Workings: In its early years, the Mexican prospect was developed by 2 adits, a 135-foot crosscut and a 106-foot drift. The deposit has been extensively drilled by Placid Oil Co. and Echo Bay Mines-Coeur Alaska, and is currently (2001) controlled by Coeur Alaska.
Age: The age of mineralization in the Berners Bay district is about 55 Ma, the same as the other mesothermal gold-quartz-vein deposits in the Juneau Gold Belt (Goldfarb and others, 1997).
Alteration: Hydrothermal alteration adjacent to the veins is characterized by reddish-brown ferroan dolomite alteration (Miller and others, 1995). Other alteration includes sericitization of plagioclase, chloritization and sulfidization of mafic minerals, and albitization of feldspars (Leveille, 1991).

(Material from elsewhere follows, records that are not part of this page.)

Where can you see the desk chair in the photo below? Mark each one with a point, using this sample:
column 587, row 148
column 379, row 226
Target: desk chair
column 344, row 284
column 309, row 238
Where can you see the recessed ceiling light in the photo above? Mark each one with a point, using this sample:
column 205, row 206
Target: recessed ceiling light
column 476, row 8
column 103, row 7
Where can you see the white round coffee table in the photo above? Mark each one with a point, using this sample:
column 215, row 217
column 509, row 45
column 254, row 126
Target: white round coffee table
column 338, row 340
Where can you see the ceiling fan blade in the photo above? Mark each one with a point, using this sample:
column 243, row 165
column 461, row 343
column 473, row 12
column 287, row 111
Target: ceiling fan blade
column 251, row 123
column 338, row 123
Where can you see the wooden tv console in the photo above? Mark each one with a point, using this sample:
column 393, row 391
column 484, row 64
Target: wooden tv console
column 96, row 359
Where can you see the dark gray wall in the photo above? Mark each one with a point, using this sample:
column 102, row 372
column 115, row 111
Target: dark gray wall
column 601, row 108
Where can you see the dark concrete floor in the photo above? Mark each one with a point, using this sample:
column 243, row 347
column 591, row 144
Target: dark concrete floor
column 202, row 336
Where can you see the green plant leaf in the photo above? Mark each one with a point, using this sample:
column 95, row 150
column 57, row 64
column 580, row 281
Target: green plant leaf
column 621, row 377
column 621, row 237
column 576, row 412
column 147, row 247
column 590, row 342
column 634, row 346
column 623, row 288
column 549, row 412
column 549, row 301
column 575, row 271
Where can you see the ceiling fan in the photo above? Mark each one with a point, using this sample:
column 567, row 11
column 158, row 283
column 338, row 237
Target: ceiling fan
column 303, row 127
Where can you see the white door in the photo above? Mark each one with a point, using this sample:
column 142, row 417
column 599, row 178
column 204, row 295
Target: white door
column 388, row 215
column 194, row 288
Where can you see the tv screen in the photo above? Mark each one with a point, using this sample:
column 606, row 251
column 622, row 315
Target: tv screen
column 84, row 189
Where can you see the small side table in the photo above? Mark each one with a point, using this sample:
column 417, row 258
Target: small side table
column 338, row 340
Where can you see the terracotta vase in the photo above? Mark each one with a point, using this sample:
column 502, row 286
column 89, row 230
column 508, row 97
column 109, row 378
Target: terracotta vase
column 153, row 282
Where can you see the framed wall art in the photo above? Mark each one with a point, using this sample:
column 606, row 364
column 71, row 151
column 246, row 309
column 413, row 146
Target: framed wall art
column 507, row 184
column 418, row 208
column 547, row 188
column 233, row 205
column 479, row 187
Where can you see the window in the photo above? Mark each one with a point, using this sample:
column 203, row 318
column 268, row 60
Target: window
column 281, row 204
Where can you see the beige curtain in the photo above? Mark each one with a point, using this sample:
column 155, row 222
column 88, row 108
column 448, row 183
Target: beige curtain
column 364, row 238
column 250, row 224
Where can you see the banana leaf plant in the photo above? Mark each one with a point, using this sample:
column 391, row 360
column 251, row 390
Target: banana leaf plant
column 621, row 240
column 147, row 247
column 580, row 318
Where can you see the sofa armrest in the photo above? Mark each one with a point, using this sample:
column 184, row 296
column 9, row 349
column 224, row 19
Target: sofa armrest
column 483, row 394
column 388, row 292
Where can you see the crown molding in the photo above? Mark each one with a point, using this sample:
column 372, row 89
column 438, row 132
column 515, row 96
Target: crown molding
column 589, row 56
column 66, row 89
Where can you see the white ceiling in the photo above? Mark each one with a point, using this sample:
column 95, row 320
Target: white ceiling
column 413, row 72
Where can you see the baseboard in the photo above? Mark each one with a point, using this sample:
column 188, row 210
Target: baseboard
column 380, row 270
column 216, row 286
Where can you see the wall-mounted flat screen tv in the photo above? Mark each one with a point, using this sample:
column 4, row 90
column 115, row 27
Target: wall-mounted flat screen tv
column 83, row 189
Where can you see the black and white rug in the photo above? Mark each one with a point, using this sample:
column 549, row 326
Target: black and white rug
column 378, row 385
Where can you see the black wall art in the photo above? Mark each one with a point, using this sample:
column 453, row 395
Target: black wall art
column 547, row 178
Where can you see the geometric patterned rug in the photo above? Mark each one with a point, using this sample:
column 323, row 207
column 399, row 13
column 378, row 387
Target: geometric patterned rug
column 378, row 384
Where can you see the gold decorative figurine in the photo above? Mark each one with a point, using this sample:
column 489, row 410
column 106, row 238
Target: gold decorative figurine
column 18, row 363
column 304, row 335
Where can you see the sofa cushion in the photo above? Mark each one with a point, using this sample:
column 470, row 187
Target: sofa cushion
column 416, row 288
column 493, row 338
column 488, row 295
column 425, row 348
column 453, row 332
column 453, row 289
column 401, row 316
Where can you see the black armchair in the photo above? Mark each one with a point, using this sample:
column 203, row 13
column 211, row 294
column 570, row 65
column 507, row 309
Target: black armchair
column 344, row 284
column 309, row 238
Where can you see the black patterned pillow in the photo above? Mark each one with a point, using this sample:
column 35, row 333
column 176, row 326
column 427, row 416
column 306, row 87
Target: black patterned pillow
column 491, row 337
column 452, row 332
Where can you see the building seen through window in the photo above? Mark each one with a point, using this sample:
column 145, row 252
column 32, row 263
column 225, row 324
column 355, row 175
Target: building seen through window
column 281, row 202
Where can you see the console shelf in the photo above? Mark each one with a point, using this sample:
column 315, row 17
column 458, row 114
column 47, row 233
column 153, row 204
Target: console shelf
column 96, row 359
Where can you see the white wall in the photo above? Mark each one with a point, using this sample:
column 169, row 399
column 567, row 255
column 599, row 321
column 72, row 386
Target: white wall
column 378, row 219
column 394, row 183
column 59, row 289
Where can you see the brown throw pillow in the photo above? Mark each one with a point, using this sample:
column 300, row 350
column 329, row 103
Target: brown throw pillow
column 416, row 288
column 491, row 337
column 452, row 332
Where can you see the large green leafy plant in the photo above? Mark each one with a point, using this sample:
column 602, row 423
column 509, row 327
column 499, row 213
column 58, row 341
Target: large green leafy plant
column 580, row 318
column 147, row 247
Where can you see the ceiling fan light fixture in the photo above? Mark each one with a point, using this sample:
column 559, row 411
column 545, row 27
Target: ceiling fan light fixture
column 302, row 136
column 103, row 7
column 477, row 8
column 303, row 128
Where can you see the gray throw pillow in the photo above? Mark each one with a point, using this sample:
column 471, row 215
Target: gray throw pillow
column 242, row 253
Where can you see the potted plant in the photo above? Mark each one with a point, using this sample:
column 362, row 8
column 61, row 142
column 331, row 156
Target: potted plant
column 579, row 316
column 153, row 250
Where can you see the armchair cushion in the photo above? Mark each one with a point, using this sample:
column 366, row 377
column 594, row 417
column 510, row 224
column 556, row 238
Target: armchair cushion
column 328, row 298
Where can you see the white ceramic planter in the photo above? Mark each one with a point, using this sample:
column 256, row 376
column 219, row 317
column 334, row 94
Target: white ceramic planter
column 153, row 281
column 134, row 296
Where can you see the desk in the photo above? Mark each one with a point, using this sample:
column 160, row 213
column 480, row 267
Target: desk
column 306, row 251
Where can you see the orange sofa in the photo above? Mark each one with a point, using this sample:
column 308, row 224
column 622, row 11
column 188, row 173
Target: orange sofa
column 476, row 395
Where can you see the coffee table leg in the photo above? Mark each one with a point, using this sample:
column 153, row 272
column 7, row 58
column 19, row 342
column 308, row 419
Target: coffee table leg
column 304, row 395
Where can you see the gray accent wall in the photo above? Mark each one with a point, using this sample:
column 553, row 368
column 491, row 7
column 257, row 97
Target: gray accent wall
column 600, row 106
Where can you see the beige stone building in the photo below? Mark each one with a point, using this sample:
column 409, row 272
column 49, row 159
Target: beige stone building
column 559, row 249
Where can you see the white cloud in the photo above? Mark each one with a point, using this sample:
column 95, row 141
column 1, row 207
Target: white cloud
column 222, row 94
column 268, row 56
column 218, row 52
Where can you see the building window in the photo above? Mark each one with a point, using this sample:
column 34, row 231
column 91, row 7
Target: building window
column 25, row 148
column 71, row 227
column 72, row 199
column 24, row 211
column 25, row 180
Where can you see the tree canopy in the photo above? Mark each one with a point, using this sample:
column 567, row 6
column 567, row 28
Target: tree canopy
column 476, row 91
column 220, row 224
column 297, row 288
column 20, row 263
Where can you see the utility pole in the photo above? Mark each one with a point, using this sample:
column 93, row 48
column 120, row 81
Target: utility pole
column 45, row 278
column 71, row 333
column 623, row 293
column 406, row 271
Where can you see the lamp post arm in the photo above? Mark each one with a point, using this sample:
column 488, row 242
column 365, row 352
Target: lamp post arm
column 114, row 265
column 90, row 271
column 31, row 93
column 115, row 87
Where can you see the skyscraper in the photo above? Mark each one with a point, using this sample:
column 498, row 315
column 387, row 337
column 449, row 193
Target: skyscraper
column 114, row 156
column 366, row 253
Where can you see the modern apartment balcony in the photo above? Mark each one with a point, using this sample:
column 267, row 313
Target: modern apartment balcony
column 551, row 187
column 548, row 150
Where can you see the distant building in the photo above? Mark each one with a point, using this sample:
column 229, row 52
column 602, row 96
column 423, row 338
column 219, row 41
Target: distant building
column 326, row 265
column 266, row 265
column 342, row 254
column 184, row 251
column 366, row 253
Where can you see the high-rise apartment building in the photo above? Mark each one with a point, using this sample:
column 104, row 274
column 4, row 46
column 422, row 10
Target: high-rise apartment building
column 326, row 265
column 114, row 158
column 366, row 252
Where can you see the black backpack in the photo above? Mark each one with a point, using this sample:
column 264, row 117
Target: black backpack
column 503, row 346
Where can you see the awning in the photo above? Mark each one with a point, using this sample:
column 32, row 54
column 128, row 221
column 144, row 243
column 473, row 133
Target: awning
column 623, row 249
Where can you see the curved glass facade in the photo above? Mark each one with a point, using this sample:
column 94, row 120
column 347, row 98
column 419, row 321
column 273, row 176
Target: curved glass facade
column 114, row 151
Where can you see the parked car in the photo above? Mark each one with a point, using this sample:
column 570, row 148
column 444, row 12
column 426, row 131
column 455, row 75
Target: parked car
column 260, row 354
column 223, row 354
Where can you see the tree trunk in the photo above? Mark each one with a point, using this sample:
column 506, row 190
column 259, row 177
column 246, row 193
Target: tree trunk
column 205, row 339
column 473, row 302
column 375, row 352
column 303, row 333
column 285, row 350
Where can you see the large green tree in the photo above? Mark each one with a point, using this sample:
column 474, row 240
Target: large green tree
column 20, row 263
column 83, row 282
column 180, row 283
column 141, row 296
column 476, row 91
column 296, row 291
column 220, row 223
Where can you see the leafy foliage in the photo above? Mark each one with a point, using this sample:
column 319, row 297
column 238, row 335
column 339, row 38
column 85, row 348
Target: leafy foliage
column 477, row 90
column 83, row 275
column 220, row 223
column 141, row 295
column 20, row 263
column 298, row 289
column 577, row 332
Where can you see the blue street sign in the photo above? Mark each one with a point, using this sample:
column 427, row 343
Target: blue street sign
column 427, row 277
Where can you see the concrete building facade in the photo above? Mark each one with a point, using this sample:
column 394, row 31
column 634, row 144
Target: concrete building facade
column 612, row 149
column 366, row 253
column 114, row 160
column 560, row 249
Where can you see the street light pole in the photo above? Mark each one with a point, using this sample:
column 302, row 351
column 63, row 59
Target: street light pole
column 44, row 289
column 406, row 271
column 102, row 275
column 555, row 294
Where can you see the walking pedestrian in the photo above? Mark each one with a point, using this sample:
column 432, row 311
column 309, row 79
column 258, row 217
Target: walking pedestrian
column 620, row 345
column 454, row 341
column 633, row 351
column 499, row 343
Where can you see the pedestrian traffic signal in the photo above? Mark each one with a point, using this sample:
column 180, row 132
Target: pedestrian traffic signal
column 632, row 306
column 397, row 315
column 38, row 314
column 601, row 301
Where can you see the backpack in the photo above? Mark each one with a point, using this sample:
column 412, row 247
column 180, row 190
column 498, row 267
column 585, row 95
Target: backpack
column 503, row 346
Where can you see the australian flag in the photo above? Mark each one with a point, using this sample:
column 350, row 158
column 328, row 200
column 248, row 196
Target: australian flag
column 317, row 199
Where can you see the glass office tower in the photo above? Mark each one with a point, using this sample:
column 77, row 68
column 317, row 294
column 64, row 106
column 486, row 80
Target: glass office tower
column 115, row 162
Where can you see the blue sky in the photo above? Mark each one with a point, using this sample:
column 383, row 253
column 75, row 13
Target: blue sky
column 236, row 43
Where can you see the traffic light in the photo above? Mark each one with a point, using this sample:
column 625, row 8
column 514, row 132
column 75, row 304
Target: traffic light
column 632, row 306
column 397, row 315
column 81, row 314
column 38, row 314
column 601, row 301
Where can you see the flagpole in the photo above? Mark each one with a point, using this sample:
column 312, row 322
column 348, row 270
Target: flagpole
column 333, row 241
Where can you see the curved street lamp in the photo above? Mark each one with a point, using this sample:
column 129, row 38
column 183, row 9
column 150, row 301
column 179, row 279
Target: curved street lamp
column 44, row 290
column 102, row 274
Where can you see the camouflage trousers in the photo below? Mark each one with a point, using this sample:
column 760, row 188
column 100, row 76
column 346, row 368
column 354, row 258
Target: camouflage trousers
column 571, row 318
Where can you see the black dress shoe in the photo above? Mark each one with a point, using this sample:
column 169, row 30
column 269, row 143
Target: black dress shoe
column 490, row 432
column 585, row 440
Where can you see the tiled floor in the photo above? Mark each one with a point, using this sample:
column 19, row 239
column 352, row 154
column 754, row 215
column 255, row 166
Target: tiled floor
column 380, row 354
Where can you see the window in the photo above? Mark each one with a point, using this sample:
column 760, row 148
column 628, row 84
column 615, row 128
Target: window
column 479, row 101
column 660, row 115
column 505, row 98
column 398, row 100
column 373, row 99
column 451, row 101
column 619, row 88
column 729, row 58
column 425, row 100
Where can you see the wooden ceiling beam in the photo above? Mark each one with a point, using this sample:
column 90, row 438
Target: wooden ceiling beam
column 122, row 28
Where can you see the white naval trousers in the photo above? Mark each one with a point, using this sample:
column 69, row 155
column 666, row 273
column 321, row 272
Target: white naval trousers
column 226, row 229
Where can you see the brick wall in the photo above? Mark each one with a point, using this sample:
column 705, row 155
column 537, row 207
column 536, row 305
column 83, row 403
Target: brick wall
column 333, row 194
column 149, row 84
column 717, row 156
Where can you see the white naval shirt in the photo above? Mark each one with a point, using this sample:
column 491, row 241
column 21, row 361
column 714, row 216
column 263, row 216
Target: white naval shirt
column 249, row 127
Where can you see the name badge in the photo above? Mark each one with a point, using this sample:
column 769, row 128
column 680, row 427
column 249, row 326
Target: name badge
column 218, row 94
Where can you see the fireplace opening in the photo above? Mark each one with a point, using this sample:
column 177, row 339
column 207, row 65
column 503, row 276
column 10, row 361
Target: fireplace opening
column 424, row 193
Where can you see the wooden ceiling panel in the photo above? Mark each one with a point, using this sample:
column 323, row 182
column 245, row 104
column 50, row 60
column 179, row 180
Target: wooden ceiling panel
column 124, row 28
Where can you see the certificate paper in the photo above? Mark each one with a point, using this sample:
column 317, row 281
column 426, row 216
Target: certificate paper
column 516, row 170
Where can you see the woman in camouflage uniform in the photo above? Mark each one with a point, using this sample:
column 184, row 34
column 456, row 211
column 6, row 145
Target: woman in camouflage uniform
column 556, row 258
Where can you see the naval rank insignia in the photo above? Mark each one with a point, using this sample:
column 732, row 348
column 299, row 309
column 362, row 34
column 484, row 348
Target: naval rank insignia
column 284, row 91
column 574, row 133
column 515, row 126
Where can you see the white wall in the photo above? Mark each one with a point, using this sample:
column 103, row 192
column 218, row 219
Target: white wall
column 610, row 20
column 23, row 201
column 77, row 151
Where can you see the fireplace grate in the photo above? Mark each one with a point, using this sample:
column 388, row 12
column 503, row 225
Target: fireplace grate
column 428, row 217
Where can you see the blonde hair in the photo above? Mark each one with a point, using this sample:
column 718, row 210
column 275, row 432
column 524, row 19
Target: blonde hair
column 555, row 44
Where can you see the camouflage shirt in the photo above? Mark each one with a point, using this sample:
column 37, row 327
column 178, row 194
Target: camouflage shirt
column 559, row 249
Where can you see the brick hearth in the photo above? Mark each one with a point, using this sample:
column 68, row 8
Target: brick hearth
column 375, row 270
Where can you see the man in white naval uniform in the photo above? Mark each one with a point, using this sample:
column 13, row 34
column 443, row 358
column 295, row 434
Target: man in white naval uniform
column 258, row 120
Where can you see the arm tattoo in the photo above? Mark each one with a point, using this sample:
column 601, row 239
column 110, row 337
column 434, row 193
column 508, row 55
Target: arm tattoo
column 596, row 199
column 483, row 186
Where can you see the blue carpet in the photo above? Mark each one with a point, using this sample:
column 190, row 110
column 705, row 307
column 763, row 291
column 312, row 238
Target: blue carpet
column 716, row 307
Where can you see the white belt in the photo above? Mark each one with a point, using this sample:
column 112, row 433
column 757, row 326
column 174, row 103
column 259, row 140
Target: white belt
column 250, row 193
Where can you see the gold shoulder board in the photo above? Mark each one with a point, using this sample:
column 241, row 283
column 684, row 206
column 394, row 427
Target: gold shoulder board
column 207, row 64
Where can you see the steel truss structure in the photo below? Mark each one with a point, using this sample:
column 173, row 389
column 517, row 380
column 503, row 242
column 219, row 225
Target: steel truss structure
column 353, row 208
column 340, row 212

Production: No recorded production.
Reserves: The Kensington project area (see JU029), as defined by Coeur, includes the Kensington (JU029), Ophir (JU026), Mexican, Horrible (JU027), and other veins, and contains over 1.96 million ounces of proven and probable gold (Bundtzen and others, 1996).
Commodities (Major) - Au; (Minor) - Ag, Cu, Pb, Zn
Development Status: None
Deposit Model: Low-sulfide Au-quartz vein (Cox and Singer, 1986; model 36a)
20 entries listed. 16 valid minerals.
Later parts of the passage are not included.